Lula já havia frisado anteriormente a existência de algumas condições para que sua candidatura fosse levada adiante. Ele enfatiza a importância do vice-presidente, o segundo em comando, e o parceiro ideal para este “casamento” o ex-governador de São Paulo, Geraldo Alckmin, do Partido Socialista Brasileiro (PSB), uma sigla progressista, voltada para o centro-esquerda nas disputas eleitorais.

A previsão, de acordo com o jornal Metrópoles, é que a chapa de Lula e Alckmin seja anunciada até abril, se nenhum imprevisto ocorrer até lá.

Embora Lula afirme que ainda não é candidato certo nas eleições do segundo semestre, ele está se mobilizando para definir os palanques de sua eventual candidatura nos principais estados do país.

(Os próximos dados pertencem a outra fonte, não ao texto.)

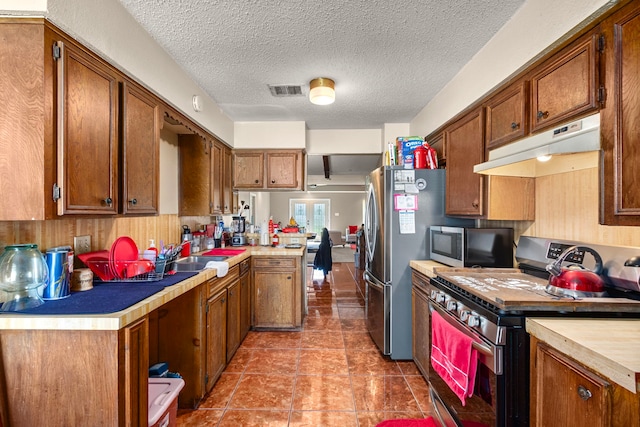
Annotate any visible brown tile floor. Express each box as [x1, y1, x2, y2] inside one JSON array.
[[177, 262, 433, 426]]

Nas últimas semanas, ele interveio nas conversas para alianças na Bahia, Minas Gerais, Paraná e Santa Catarina.

De acordo com levantamentos do Datafolha, Lula aparece liderando nas intenções de voto e venceria Jair Bolsonaro em cenários diferentes: se as eleições fossem decididas no primeiro turno – em 2 de outubro de 2022 – Lula seria eleito com 48% dos votos. Já na possibilidade de um segundo turno, que ocorreria em 30 de outubro, Lula levaria a faixa presidencial com 59 por cento dos votos, contra possíveis 30% de Bolsonaro.